Paul Jones

Personal information
- Born: July 3, 1989 (age 36) Kent, Washington
- Nationality: American
- Listed height: 6 ft 4 in (1.93 m)
- Listed weight: 193 lb (88 kg)

Career information
- High school: Kent-Meridian (Kent, Washington)
- College: Whatcom CC (2009–2011); Western Washington (2011–2013);
- NBA draft: 2013: undrafted
- Playing career: 2013–present
- Position: Small forward

Career history
- 2013–2014: Hub Jets
- 2014–2015: Bohemios Montevideo
- 2015: Mineros de Caborca
- 2015–2016: Ironi Ashkelon
- 2016: Aries Trikla
- 2017: Águilas Doradas de Durango
- 2017–2018: Haukar
- 2018: Stjarnan

Career highlights
- First-team All-GNAC (2013);

= Paul Jones (basketball) =

American basketball player (born 1989)

Paul Anthony Jones III (born July 3, 1989) is an American professional basketball player. Standing at 1.98 m, he plays the small forward position. After two years at Whatcom Community College and Western Washington College each, Jones entered the 2013 NBA draft but was not selected in the draft's two rounds.

==High school career==
Jones played high school basketball at Kent-Meridian High School, in Kent, Washington.

==College career==
Jones played college basketball at Whatcom Community College from 2009 to 2011 and at Western Washington University with Western Washington Vikings each from 2011 to 2013.

==Professional career==
On October 8, Jones signed with Haukar of the Icelandic Úrvalsdeild karla. In 30 games for Haukar, Jones averaged 18.2 points and 7.3 rebounds, helping them to the best record during the regular season and a trip to the semi-finals in the playoffs, where they lost to eventual champions KR.

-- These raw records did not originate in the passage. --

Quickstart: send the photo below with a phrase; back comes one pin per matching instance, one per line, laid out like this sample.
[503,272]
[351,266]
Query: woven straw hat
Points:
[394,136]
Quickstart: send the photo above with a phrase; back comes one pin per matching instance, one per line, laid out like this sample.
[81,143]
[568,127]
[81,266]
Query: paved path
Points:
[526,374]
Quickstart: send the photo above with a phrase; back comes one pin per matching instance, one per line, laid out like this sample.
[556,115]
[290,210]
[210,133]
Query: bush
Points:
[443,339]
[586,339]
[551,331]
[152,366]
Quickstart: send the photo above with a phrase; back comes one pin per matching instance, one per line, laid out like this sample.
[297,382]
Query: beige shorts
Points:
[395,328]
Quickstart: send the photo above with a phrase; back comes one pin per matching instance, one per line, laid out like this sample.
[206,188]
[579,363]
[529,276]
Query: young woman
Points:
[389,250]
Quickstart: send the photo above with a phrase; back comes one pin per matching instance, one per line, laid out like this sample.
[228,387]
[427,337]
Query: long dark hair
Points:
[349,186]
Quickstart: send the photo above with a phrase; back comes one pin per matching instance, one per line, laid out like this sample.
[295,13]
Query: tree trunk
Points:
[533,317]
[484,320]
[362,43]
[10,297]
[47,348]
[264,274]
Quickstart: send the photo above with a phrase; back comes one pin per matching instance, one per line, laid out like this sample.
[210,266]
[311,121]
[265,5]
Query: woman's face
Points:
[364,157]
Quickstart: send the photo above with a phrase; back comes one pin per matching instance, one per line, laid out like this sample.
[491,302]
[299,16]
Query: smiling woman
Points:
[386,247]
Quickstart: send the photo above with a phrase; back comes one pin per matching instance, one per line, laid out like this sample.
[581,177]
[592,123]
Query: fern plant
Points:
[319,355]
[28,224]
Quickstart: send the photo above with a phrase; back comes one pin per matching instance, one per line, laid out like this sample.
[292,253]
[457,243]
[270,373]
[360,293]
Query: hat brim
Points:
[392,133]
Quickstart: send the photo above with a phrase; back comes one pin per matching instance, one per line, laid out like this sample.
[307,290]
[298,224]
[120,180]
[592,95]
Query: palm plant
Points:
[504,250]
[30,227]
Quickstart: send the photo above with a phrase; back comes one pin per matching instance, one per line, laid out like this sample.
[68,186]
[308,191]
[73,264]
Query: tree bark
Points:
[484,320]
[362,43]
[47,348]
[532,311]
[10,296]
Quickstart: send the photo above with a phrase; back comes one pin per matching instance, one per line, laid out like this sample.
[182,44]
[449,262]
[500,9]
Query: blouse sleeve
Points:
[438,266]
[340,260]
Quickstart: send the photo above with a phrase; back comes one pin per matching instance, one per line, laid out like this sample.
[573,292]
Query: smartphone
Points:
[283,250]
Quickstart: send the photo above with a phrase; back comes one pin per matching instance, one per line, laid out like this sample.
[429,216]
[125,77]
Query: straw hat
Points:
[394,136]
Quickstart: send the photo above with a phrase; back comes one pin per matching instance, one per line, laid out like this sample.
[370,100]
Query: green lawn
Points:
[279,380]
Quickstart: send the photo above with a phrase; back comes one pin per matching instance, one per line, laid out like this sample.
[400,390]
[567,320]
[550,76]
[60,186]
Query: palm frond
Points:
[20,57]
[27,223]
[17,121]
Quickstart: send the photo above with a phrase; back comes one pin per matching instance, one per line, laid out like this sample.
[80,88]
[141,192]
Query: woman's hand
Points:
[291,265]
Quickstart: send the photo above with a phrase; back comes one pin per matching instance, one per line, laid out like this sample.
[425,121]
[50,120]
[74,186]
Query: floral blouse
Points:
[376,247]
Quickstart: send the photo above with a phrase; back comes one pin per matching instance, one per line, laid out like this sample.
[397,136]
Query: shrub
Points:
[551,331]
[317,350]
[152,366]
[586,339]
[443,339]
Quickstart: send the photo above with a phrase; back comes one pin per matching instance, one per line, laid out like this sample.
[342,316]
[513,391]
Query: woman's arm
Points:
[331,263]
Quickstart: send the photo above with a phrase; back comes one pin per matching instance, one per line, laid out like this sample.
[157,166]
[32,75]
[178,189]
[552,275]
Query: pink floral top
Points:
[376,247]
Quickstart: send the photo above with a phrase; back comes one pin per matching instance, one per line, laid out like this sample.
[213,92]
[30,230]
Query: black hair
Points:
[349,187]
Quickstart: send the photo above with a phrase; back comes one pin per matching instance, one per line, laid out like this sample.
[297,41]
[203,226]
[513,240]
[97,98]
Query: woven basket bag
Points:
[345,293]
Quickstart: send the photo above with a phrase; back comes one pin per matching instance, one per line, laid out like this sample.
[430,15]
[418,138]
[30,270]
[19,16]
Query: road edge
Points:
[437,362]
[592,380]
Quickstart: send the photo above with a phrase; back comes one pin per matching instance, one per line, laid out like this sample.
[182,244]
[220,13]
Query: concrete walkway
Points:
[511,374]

In August 2018, Jones signed with Stjarnan of the Úrvalsdeild karla. After a disappointing start for Stjarnan, who were predicted as the favorites to win the national championship prior to the season, Jones was released in December in a roster overhaul. In 10 games for Stjarnan, he was the team's leading scorer with 20.2 points per game while also averaging 7.1 rebounds and shooting 40.0% from the three-point range.

In August 2021, Jones signed with Haukar. In end of September 2021, it was reported that he would to play for the team in the upcoming season.